GP Barcellona, pagelle: Hamilton da leggenda, Antonelli si ferma

GP Barcellona pagelle

© Ferrari Press Area

Ferrari rompe il digiuno: a Barcellona arriva il giorno che tutti aspettavano

Doveva essere il Gran Premio della conferma Mercedes. È diventato il pomeriggio della consacrazione Ferrari.
A Barcellona succede quello che sembrava destinato a restare rimandato ancora: Lewis Hamilton vince per la prima volta in rosso e interrompe una striscia lunghissima senza successi. Lo fa con una gara costruita senza sbavature, con gestione, ritmo e una strategia aggressiva che premia nel momento decisivo. Alle sue spalle George Russell salva il bottino Mercedes, mentre il colpo di scena arriva nel finale: Kimi Antonelli, leader del Mondiale e in piena lotta per il podio, si ferma per un problema tecnico.
Ne esce una gara che cambia atmosfera al campionato.
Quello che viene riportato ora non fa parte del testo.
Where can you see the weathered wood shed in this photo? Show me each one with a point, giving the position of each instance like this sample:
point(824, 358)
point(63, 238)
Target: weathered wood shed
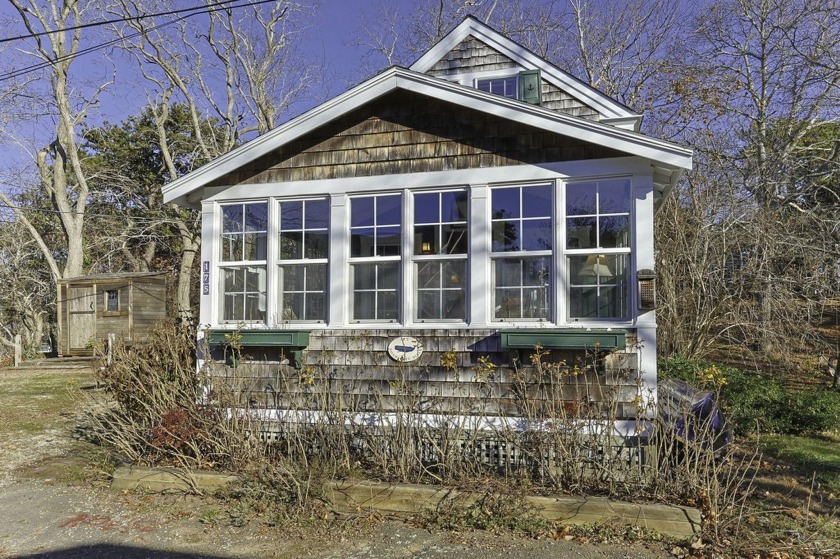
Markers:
point(91, 307)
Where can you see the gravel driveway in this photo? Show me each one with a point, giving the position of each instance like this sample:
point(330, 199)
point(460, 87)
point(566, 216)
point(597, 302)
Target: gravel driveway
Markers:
point(47, 517)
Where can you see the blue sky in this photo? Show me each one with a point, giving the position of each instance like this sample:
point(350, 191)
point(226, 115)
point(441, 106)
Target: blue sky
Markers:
point(330, 39)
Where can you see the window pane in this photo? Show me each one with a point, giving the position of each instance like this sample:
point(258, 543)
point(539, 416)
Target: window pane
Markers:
point(426, 208)
point(293, 278)
point(614, 196)
point(508, 304)
point(316, 277)
point(505, 202)
point(428, 275)
point(583, 302)
point(454, 307)
point(256, 217)
point(293, 306)
point(233, 307)
point(315, 308)
point(364, 276)
point(536, 234)
point(364, 305)
point(388, 210)
point(234, 279)
point(505, 236)
point(255, 246)
point(389, 275)
point(428, 305)
point(580, 199)
point(425, 240)
point(231, 248)
point(362, 243)
point(291, 215)
point(254, 305)
point(388, 241)
point(536, 201)
point(317, 245)
point(508, 272)
point(615, 232)
point(536, 271)
point(232, 219)
point(291, 245)
point(387, 305)
point(361, 212)
point(454, 239)
point(317, 214)
point(453, 206)
point(580, 232)
point(255, 279)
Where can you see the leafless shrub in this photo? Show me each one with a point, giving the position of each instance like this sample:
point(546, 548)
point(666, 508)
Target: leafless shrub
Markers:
point(309, 427)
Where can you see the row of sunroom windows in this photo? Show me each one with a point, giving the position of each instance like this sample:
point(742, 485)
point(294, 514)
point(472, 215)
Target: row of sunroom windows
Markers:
point(521, 251)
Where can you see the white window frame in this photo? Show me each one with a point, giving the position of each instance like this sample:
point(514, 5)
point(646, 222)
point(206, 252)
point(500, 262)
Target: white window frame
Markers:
point(398, 260)
point(597, 252)
point(415, 261)
point(496, 77)
point(522, 254)
point(280, 262)
point(223, 265)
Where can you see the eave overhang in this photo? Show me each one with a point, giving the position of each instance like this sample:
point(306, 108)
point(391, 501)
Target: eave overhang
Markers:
point(661, 153)
point(611, 111)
Mercedes resta riferimento, ma Ferrari manda il segnale più forte dell’anno.

Lewis Hamilton – 10

Questa non è soltanto una vittoria. È il giorno in cui Hamilton smette di essere “quello che si deve ancora adattare alla Ferrari” e torna a essere il pilota che detta il ritmo. Gara intelligente, pressione continua su Russell, gestione gomme impeccabile e freddezza nel cogliere l’occasione strategica.
Il primo successo in rosso pesa più dei 25 punti.

George Russell – 8,5

Parte dalla pole, controlla a lungo il GP, ma alla distanza deve arrendersi.
Prestazione molto solida, senza errori e con il merito di portare Mercedes sul podio in una domenica che poteva diventare complicata. Manca però il guizzo finale.

Lando Norris – 8

Podio concreto.
Non aveva il passo per vincere ma evita errori e raccoglie il massimo disponibile. Gara pulita, ordinata, da campione che sa quando attaccare e quando limitare i danni.

Kimi Antonelli – 7,5

Fino al ritiro era uno dei protagonisti assoluti.
Ritmo da podio, gestione sempre matura, sorpassi puliti. Poi l’affidabilità gli presenta il conto. Esce senza punti ma con la sensazione di avere ancora il campionato in mano.

Ferrari – 9,5

Serviva una risposta dopo settimane di inseguimento.
Arriva nel modo più forte possibile: strategia coraggiosa, macchina competitiva, squadra reattiva. Il ritiro di Leclerc toglie brillantezza al risultato complessivo, ma il successo di Hamilton vale tantissimo.

Charles Leclerc – 5

Weekend che sembrava già complicato dalle qualifiche e che si chiude nel peggiore dei modi.
Quando serviva costruire punti pesanti per Ferrari, arriva un altro stop tecnico. Giornata da dimenticare.

Mercedes – 8

Porta a casa il secondo posto ma perde l’imbattibilità stagionale.
Il ritiro di Antonelli pesa più del risultato di Russell. Rimane il riferimento del campionato, ma da oggi il margine appare molto più piccolo.

Fernando Alonso – 4,5

La gara di casa doveva essere un’occasione.
Diventa invece un’altra domenica complicata e senza acuti. Pubblico straordinario, risultato molto meno.

McLaren – 7

Né delusione né exploit.
Norris sale sul podio, ma la sensazione è che il team abbia perso terreno rispetto ai due riferimenti del momento.